Kristin Calkins with Fairfax County Department of Transportation (FCDOT) and other officials from the department review some of the maps and talk about the proposed improvements to Hunter Mill Road with members of the community at their latest informational outreach meeting.
Photo by Andrea Worker.
On Sept. 15, the Fairfax County Department of Transportation (FCDOT) held Community Meeting #5 to bring the public up to date and continue soliciting feedback on its studies to improve traffic flow along Hunter Mill Road, primarily north of Route 267. The kick-off meeting for the study took place back in December of 2014, with the mission to address the increasing congestion on the road, particularly from its access to the Dulles Toll Road, intersections with Sunrise Valley Drive and Sunset Hills Road, and Crowell Rd. and at the one-lane Colvin Run Bridge.
Acknowledging that drivers already experience peak-time traffic headaches on Hunter Mill, project manager Kristin Calkins provided projections for 2030 and 2050 increases in traffic that would basically mean “unacceptable levels of service” along the route in the years to come.
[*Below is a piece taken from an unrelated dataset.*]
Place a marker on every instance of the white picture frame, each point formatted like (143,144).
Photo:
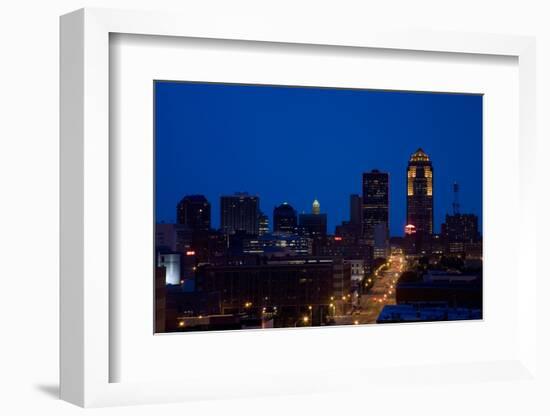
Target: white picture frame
(85,199)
The study was designed to develop alternatives to mitigate both existing and future conditions, while “maintaining the character of Hunter Mill Road,” which today is a two-lane country road that meanders past residential clusters, fields and woodland.
FCDOT conducted extensive studies during the first half of 2015 and presented some of their findings and several suggested corrective alternatives at a number of public forums during that time. At the request of the community, in July of 2015, the agency chose to defer the study to await the updated capacity analysis methodologies for roundabouts due to be adopted by the Transportation Research Board in January of 2016. Those results became available and were presented at a public meeting in June, with an expanded scope for the study. FCDOT is ready to re-start the project with the community’s involvement.
CALKINS REVIEWED the previous proposed Alternatives for the audience of about forty interested persons, then discussed a number of new alternatives that featured roundabouts or signals at the critical intersections, as well as Alternatives that employed a combination of both features.
“There are problems that arise when we look at methods that mix-and-match signals and roundabouts,” Calkins noted. The studies to date seem to indicate that the use of one method or the other would offer the best outcome, although there are challenges with roundabouts at the Toll Road intersection, regardless of which Alternative and roundabout shape is devised.
One major option for consideration in any Hunter Mill improvement plan includes the proposed re-routing of Sunset Hills Road, moving the road north to join Hunter Mill at Crowell Road and to block off their current intersection which is “just too close to the Dulles Toll Road entrance and entry ramps” on the north side of the highway. At these lights, “there just isn’t enough room for cars trying to turn onto Sunset Hills” or to await passage through on Hunter Mill in either direction, causing frequent backups and blocked intersections, no matter what time of day.
The public seemed willing to engage in a thoughtful discussion regarding all of the alternatives currently on the drawing board. Some residents who live on or near Hunter Mill did express concern about the suggested rebuilding of the bridge over Colvin Run, worried that not only would changes to the bridge make unwelcomed changes to the character of road, but that widening the bridge would also encourage considerably more traffic to use Hunter Mill as their access to the Toll Road.
Calkins and her FCDOT colleagues, including director Tom Biesiadny, acknowledged their concerns, but deferred to Virginia Department of Transportation District and Bridge Engineer Gary Runco as the expert on bridge-related matters.
Runco’s crew had just recently completed an inspection of the Colvin Run bridge on Hunter Mill and he had photos to show the audience what had been their findings.
According to Runco, pointing to repairs that have already been made and the deterioration still going on, “we’re just putting band aids on this bridge” and something would have to be done eventually. Under current regulations, Runco says he is “obliged” to study replacing the one-lane bridge with a two-lane structure. The bridge now carries approximately 8,000 vehicles per day, putting it in the category that requires considering a wider replacement. The bridge is on a list for major repair or replacement state funding – but not until the 2019-2022 cycle.
THE MEETING concluded with Calkins promising that the County would consider all of the feedback provided and continue to assess the options. The next meeting was tentatively scheduled for Nov. 17, location to be announced, at which time FCDOT hopes to present a Preferred Alternative and final recommendations for public consideration. Calkins urged citizens to stay informed via their website, www.fairfaxcounty.gov and select the Department of Transportation section.
Even though funding has not been secured for any changes to Hunter Mill Road or the bridge, the scope and magnitude of any such changes has FCDOT preparing now for the green light.